The Attorney General's Awards for Distinguished Service in Policing recognize individual or teams of local, state, Tribal or territorial law enforcement officers for exceptional and effective policing. The awards have been presented since 2016 by the U.S. Attorney General in Washington, D.C. at the Great Hall of the Robert F. Kennedy Justice Department Building. The awards are given in three categories: Field Operations, Criminal Investigations and Exemplary Community Involvement to rank-and-file law enforcement officers in non-supervisory positions.

== Description ==
The awards all follow a similar design from the U.S. Army Institute of Heraldry and include a formal medallion on a neck ribbon and a ribbon award for uniform wear. The awards are a gold seven-pointed star that is similar to many police badges with either a green (field operations), purple, (criminal investigation) or blue (community policing) outline with the seal of the Department of Justice in the center.
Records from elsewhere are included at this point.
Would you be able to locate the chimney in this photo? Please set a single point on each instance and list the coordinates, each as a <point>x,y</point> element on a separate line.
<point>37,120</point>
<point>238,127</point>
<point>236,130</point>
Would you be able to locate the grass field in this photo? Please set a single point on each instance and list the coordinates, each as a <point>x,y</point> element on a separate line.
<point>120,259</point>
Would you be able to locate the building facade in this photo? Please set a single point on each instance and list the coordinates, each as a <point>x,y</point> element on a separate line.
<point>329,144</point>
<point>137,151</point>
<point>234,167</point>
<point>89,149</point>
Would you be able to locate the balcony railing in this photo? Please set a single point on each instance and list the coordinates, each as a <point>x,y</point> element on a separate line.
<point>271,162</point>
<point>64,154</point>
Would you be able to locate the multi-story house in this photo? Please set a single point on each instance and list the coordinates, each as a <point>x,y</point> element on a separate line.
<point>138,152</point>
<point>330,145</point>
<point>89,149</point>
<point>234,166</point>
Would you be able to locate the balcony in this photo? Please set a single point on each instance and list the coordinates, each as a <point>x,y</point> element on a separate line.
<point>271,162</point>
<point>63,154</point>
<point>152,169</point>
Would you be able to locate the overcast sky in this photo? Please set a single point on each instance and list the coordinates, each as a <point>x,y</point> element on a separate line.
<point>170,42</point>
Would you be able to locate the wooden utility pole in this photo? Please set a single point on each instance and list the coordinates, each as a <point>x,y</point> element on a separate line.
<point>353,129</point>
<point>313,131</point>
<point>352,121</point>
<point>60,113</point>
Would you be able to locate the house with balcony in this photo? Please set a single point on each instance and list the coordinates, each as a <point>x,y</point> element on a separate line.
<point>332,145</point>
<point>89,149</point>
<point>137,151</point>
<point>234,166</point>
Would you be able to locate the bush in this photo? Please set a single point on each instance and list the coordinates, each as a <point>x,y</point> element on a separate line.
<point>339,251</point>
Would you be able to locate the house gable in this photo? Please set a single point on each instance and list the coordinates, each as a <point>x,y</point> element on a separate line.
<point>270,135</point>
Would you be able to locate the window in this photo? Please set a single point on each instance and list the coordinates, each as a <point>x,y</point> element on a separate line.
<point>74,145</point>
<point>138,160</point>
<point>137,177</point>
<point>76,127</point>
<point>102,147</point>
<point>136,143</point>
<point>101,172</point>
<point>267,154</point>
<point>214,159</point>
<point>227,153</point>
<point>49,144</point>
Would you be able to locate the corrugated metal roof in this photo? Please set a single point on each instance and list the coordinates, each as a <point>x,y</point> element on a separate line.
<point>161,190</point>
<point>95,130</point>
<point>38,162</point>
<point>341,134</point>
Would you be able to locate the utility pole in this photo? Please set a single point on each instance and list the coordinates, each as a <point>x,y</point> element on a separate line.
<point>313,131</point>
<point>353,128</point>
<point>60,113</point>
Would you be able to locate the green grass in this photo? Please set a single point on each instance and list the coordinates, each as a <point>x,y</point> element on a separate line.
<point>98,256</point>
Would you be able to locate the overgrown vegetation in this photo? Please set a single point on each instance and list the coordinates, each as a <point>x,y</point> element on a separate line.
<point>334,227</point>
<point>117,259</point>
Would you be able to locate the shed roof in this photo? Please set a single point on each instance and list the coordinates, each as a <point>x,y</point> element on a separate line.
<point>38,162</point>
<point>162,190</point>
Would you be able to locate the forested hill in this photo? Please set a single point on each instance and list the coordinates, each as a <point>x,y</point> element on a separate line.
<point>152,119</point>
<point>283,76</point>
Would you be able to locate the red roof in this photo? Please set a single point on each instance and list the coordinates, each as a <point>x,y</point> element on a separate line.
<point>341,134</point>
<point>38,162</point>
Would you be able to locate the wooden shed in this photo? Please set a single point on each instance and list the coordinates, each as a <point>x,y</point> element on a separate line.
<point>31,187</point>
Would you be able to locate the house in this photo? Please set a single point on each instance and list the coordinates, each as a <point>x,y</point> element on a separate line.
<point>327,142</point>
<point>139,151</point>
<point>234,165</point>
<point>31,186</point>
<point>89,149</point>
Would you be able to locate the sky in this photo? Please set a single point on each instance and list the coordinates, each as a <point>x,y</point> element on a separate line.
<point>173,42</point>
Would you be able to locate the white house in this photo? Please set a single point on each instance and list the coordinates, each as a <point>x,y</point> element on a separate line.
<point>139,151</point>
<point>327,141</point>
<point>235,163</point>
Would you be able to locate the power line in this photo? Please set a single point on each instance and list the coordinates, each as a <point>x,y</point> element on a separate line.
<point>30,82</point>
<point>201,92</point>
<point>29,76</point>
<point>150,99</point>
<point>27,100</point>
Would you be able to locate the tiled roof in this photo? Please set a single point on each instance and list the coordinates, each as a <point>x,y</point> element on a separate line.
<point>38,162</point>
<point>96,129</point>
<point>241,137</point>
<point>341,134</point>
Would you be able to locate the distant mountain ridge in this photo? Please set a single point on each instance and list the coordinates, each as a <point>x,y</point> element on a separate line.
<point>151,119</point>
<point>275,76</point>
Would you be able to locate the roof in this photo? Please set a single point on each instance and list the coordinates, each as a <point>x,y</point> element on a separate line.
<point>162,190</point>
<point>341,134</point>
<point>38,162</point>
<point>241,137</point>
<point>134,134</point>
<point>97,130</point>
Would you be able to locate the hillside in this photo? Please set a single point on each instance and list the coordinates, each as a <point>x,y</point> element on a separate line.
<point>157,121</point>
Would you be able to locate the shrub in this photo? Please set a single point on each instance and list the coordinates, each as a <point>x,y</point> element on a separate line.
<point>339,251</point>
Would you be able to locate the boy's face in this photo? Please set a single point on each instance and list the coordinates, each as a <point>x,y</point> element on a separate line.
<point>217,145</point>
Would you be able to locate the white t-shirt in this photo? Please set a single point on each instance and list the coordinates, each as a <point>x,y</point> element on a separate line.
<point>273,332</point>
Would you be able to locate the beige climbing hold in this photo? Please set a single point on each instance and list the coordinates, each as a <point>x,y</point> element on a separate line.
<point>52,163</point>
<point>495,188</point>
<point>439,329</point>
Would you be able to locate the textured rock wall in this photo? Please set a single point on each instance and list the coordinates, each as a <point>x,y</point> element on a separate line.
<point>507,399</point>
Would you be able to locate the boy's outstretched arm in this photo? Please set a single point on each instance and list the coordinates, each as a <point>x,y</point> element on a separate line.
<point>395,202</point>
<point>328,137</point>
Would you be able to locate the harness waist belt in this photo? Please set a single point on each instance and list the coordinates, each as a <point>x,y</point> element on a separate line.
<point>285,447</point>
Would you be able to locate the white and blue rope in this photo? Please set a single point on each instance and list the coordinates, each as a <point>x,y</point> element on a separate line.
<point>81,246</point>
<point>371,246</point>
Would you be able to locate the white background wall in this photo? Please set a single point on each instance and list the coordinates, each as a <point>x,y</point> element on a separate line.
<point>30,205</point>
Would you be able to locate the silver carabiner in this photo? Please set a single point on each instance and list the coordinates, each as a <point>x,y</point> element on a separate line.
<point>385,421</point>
Above the star is a golden representation of the statue of Lady Justice surrounded by a wreath connecting it to the ribbon. The reverse of the medallion is engraved with "U.S. ATTORNEY GENERAL, DEPARTMENT OF JUSTICE" in a circle and "FOR DISTINGUISHED SERICE IN" and then the category for the award. The uniform wear ribbon is the same ribbon with a smaller representation of the star on it.